Said Behrenfeld, "Our boat towed BNL's submersible instrument, which repeatedly dove down to 200 feet and returned to the surface, taking readings all the while. We could see immediately how the phytoplankton responded to the iron < their photosynthetic efficiency increased tremendously in the first 48 hours." A second instrument inside the boat showed that the phytoplankton began making much larger "antennae" to capture sunlight, in order to take advantage of the iron-rich diet.

The team calls the effect "bottom up" control of phytoplankton, to contrast it with the long-held "top-down" control theory that says that tiny animals called zooplankton were eating the phytoplankton as fast as they grew. The BNL scientists show that it is nutrients, not grazing, that restricts the population. But they stop far short of saying that adding iron to underproductive patches of ocean could slow global climate change.

The experiment was led by scientists from Moss Landing Marine Laboratories in California. The researchers who designed and built Brookhaven's instruments with funding from the U.S. Department of Energy and NASA also include BNL's Zbigniew Kolber and Paul Falkowski, and scientists from Britain's Plymouth Marine Laboratory.

Lack of Iron Stresses Them Out

It may be easy to tell when humans are stressed, but what about phytoplankton? BNL biochemist Julie LaRoche and her colleagues reported in Nature on August 29 that they have devised a phytoplankton stress test and used it in the waters off of Vancouver, British Columbia.

The test takes advantage of the fact that phytoplankton living in iron-poor oceans "make do" by substituting an iron-free protein, flavodoxin, for their usual ferredoxin, which has to be made with iron. "So, by detecting whether the phytoplankton cell is making flavodoxin, we can tell if it's stressed for iron," LaRoche explained.

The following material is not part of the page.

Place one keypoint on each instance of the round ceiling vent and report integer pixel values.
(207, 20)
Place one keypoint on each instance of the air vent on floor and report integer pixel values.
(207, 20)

In May and September of 1995, LaRoche and her colleagues sampled populations of diatoms, a kind of phytoplankton known to be particularly sensitive to iron deficiency, at five stations in the ocean. Their 560-mile course ran from just off Vancouver to the center of the Pacific Ocean.

After collecting the samples, they mixed phytoplankton cells with antibodies that bound to flavodoxin and revealed how much there was. They found that phytoplankton taken from off-shore, iron-poor waters had nearly 200 times more flavodoxin than those from fertile waters close to shore. The test may help oceanographers with their experiments, since it can indicate phytoplankton iron-stress levels in water samples carried home from a research cruise, without sophisticated equipment or large-scale fertilization.

The study, which included scientists from the University of British Columbia, the University of Delaware and the Plymouth Marine Laboratory, was funded by DOE, the National Science Foundation and the Canadian Joint Global Ocean Flux Study.

Brookhaven National Laboratory carries out basic and applied research in the physical, biomedical and environmental sciences and in selected energy technologies. Brookhaven is operated by Associated Universities, Inc., a nonprofit research management organizations, under contract with the U.S. Department of Energy.